Abstract
BACKGROUND: Elevated serum uric acid is detected in pulmonary arterial hypertension (PAR) and is associated with poor patient outcomes. High serum uric acid is an independent risk factor for cardiovascular disease and renal impairment. We analyzed the effects of endothelin receptor antagonism on serum uric acid in PAR patients participating in the Sitaxentan to Relieve Impaired Exercise (STRIDE)-2/2X trial, and the impact of uric acid on 6-minute walk distance (6MWD), time to clinical worsening (TtCW) and survival.

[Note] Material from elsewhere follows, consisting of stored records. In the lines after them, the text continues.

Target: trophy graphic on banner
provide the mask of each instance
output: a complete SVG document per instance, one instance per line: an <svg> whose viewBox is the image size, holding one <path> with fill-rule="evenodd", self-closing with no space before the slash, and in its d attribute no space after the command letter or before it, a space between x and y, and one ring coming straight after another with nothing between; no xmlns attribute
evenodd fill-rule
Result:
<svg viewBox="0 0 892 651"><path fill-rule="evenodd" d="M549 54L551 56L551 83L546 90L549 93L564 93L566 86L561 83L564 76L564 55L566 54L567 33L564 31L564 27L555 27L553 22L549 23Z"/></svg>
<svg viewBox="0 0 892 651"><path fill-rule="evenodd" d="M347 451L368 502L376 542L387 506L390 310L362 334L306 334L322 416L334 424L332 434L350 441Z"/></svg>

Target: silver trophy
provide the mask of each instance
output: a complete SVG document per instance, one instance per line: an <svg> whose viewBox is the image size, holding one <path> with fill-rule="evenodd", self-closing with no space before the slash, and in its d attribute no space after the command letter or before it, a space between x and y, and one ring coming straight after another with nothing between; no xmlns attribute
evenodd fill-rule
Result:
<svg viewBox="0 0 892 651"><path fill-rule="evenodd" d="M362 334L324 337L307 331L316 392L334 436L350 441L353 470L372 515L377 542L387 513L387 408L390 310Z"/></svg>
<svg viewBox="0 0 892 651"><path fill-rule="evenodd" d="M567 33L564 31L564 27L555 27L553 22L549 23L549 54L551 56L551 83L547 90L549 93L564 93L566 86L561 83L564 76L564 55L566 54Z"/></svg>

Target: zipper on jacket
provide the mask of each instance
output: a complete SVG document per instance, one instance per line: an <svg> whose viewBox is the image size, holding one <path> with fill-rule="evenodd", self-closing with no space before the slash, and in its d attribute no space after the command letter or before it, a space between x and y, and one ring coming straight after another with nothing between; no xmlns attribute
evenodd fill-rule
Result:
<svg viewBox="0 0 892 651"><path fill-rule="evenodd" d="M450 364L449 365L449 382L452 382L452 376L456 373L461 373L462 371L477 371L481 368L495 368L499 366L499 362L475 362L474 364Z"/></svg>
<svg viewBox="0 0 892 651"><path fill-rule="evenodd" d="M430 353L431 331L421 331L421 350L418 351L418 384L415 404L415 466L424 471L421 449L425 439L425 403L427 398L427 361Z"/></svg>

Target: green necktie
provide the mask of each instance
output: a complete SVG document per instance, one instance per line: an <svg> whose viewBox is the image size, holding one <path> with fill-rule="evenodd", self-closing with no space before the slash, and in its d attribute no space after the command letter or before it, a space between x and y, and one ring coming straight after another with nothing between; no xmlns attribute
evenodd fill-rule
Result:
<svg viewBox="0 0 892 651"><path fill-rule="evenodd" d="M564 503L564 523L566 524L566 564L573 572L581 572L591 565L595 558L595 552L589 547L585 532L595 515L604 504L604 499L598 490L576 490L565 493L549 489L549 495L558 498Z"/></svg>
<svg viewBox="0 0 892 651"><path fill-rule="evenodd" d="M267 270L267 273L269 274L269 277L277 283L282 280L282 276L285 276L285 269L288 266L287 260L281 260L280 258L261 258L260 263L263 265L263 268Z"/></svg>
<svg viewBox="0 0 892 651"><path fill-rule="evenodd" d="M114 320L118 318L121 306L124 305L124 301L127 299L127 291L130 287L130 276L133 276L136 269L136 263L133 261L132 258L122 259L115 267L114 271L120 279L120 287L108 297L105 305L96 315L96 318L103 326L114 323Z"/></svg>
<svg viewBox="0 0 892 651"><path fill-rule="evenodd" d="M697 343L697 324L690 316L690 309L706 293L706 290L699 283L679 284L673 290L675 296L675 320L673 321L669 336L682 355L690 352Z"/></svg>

METHODS: In the 18-week, double-blind, placebo-controlled STRIDE-2 trial, 246 PAH patients were randomized and received matched placebo, sitaxentan 50 or 100 mg orally once daily, or open-label bosentan 125 mg twice daily. STRIDE-2X was a 1-year, open-label extension of STRIDE-2.
RESULTS: Baseline serum uric acid was similar between groups. Increased serum uric acid was a significant risk factor for 1-year mortality and TtCW. Compared with placebo, sitaxentan 50 and 100 mg and bosentan all reduced serum uric acid (p <0.05). Reduced serum uric acid correlated with increased 6MWD (p = 0.0037).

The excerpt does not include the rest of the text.